Most PCI soundcards do not have hardware support for games and other applications that expect a SoundBlaster or AdLib to be present. Older cards made a special effort to provide what's known as "register level compatibility", so they could be used with a wide range of existing games. By the time PCI arrived, Windows had become the PC operating system of choice, so compatibility with DOS games was less important at the hardware level.

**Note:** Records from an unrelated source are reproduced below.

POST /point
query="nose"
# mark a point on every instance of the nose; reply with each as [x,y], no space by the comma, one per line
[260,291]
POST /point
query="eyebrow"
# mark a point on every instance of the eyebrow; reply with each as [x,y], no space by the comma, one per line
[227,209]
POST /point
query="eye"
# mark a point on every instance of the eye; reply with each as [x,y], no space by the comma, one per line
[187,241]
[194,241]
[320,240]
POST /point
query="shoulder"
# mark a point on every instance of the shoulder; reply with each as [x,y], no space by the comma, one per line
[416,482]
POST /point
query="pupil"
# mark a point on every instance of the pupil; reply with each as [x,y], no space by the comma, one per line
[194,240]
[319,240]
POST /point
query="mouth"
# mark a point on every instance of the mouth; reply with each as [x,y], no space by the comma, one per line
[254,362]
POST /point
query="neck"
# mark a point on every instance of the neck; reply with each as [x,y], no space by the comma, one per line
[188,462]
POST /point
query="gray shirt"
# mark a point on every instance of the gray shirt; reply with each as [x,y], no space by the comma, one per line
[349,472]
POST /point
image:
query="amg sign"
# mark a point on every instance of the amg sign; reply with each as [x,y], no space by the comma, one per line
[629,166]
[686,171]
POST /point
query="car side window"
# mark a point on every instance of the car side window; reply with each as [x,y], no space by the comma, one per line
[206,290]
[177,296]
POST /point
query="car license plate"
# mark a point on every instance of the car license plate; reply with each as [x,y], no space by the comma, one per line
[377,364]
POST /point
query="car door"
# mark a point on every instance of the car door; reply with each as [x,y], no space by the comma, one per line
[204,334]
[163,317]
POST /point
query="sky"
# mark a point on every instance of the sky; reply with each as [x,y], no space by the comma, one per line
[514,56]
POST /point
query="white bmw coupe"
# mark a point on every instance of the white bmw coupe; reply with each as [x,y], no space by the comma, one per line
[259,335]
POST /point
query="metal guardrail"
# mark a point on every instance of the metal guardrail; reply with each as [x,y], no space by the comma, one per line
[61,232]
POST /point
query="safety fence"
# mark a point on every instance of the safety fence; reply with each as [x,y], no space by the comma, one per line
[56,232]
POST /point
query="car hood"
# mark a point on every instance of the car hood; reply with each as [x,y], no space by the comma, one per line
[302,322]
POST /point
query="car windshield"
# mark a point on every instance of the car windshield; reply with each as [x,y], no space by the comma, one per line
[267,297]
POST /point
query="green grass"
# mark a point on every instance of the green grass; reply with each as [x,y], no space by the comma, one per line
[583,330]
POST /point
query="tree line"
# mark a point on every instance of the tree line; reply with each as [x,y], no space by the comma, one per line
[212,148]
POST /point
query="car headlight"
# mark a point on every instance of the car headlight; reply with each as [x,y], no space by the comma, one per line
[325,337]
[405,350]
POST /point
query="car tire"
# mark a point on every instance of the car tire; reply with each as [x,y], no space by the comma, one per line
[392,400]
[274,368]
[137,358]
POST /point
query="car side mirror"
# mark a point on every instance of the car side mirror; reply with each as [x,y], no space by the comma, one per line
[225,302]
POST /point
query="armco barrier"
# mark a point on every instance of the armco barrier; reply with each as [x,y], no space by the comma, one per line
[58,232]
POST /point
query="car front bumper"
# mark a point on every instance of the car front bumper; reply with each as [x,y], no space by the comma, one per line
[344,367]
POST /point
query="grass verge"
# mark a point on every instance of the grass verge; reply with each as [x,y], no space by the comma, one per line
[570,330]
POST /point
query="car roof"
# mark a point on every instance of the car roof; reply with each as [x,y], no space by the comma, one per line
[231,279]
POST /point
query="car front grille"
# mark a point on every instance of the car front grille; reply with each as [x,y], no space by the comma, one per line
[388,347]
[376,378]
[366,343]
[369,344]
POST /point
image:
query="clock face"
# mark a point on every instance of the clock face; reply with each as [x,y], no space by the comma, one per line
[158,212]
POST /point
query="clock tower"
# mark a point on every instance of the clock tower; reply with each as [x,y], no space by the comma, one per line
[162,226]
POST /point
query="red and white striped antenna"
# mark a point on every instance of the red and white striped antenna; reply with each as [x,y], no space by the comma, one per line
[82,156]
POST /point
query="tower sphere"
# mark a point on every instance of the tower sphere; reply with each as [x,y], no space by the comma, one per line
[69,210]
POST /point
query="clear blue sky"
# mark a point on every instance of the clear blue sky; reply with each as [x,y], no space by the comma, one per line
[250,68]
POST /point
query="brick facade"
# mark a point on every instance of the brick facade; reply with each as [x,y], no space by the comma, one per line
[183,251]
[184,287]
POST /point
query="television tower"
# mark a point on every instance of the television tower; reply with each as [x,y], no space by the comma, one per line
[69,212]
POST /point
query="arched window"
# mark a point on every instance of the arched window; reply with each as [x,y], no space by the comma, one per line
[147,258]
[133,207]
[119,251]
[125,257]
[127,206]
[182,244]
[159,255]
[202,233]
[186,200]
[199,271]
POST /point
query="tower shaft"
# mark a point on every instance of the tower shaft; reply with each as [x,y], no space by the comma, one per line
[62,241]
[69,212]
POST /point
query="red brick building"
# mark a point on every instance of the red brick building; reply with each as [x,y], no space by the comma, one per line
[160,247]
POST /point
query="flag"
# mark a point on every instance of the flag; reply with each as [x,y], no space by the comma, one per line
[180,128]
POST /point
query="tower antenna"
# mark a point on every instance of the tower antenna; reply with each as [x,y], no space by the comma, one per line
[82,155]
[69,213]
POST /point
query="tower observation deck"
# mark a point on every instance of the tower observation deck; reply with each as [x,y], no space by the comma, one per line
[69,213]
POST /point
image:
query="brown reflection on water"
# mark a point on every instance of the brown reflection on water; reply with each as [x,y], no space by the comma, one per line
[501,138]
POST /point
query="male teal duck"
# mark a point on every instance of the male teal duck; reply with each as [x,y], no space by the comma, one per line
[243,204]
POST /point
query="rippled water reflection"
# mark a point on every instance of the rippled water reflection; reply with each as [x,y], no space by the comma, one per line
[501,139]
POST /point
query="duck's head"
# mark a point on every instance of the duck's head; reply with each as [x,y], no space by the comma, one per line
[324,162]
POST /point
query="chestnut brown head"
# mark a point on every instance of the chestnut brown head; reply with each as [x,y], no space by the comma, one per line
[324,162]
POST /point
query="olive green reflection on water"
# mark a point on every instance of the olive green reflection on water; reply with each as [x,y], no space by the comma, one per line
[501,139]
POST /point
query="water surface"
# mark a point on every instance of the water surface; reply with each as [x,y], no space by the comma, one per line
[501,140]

The DOS "driver" for these newer cards is actually emulation software, which intercepts accesses to the I/O ports normally occupied by Adlib and SB hardware, and converts them into commands to the actual soundcard present. This may include performing audio synthesis and/or mixing in software.
Like any hardware, the hardware of a sound card needs to be “prepared for operation” after having powered up in an unconfigured state.
Usually this consists of writing certain values to certain hardware ports and/or memory addresses (after testing for the presence of said sound card). After this, the sound card is ready for operation.
In Windows or any other modern Operating Systems this is done by a driver upon booting the operating system and scanning for any hardware that’s present. In DOS this configuration is (usually) done by the game or application utilizing the sound card when it is started. Before the application starts, the hardware is not yet configured.
When the Sound Blaster was first introduced, the documented way to use the digitized audio features was to make use of a supplied blob of code which was supplied by Creative Labs. If memory serves, using this blob of code required reading it into RAM at a multiple-of-16 address, and invoke it with a normalized form of that address (offset zero of whatever segment it happened to start at). If memory serves, the MIDI interface was defined in terms of I/O port operations, and the documentation may have specified how code which was able to run fast enough could output individual samples to an I/O port without using DMA [which ended up being how many programs actually used the SoundBlaster], but I think Creative Labs' expectation was that people would use the supplied blob of code. I don't think it was clear, however, whether they expected that programmers would always put that blob in a file with a certain name in a certain place so as to allow it to be replaced with alternative implementations, or how much space they expected programmers to allocate for it.